Tuesday, February 10, 2015

A Breakfast Porridge/Oatmeal

I enjoy endurance sports and often needed more carbs to finish a long morning bike ride than my eggs and toast could provide, so I started working on this recipe. I wanted something quick, easy, and long-lasting.

I eventually decided on an oats and fruit combination because of how the carbs in each work. Oats and bananas are a source of slow release carbs (based on glycemic load) becuase of all of their soluble dietary fiber. The fructose of the apple is available a little more quickly. This combination helps me get to the fat burning stage of my training and to the end of the workout before "hitting the wall."
The basic ingredients
The banana is there because they are sweet and during the cooking process they will slowly disappear into the background of the porridge, which allows me to cut the sugar in the oats. I be honest - while I like cheerios without sugar, oatmeal without brown sugar is nothing that I am interested in, so in comes that banana.

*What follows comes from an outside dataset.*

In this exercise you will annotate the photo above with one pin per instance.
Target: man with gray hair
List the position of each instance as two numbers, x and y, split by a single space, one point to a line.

The apple is there for crunchy. Oatmeal, porridge, is a sticky, gooey, tawny-colored concoction that needs some additions to give it a more palatable texture. The apple holds up well during the cooking and provides a toothsome resistance.


The oatmeal is ready for the microwave
 I nuke this in the microwave. The first round is for 3 minutes, followed by a 2 minute steaming period, and a stir. Then another 2 minutes and a steam. If it is too thick, I add a little more water and add another minute.
A "well-balanced" training breakfast - oatmeal and coffee
Adam's Training Oatmeal
1/2 cup of old fashioned oats
1 medium diced apple
1/2 tsp of allspice or cinnamon
1 sliced banana
1 cup water
1 TBS unpacked brown sugar

  • I microwave this in a large bowl, though you could use a pan on the stovetop.
  • Add oats to bowl. Slice and add banana. During the cooking process most of the banana is going to just disappear into the porridge. it is added for sweetness.
  • Dice and add apple. I like a 3/8 inch dice. The apple will stay crispy and provide a satisfying crunch.
  • Add brown sugar, all spice, and water. Cook in microwave 5 - 10 munites until the oats are tender. Stir occasionally. If cooking on the stovetop, heat over medium high heat until the porridge thickens.